Ms. Iyer was due a salary revision from April 2022. Her employer finally settles the arrears in December 2024, paying her a lump sum of ₹1,80,000 (₹5,000/month × 36 months).

Question: How much is taxable in PY 2024-25?

Working:

  • Arrears received in PY 2024-25: ₹1,80,000
  • Were these arrears taxed in PY 2022-23 or PY 2023-24? No — employer never paid, so they were never included in income
  • Section 15(c) applies: taxable in the year of receipt if not taxed earlier
  • Note: Relief under Section 89(1) can be claimed to reduce tax burden on such arrears

Answer: Full ₹1,80,000 is taxable in PY 2024-25 (AY 2025-26). Claim Section 89(1) relief separately.

⚠️ Common exam mistakes

  • Students think salary is taxable only when received in cash.

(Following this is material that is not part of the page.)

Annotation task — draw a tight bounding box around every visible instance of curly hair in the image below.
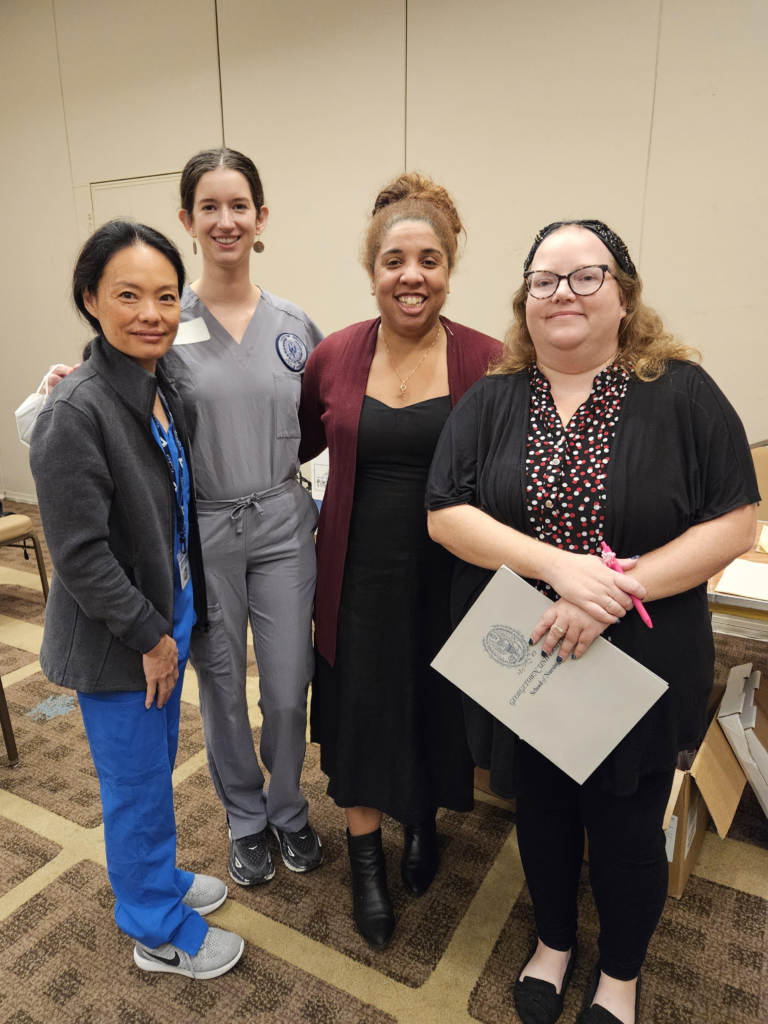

Wrong — under Section 15(a), salary due is taxable even if the employer hasn't paid it yet. Due = taxable.
  • Confusing advance salary with salary advance (loan). A salary advance that is recoverable (i.e., a loan from employer) is NOT taxable under Section 15. Only non-recoverable advance salary paid before due date is taxable. Read the question carefully.
  • Double-counting arrears. If arrears were already included in income in a prior year (rare but possible), they cannot be taxed again. Section 15(c) has the phrase "if not charged to income-tax for any earlier previous year" — don't ignore it.
  • Forgetting Section 89(1) in arrears questions. Students calculate tax on arrears correctly but lose marks by not mentioning that Section 89(1) relief is available. Always flag it in exam answers even if the question doesn't ask you to compute it.
  • Mixing up Previous Year and Assessment Year when answering 'in which year is it taxable?' Salary due in March 2025 is taxable in PY 2024-25, assessed in AY 2025-26. State both clearly in your answer.
📖 Bare Act text — Section 15, Income Tax Act 1961 (click to expand)
The following income shall be chargeable to income-tax under the head "Salaries"— (a) any salary due from an employer or a former employer to an assessee in the previous year, whether paid or not; (b) any salary paid or allowed to him in the previous year by or on behalf of an employer or a former employer though not due or before it became due to him; (c) any arrears of salary paid or allowed to him in the previous year by or on behalf of an employer or a former employer, if not charged to income-tax for any earlier previous year.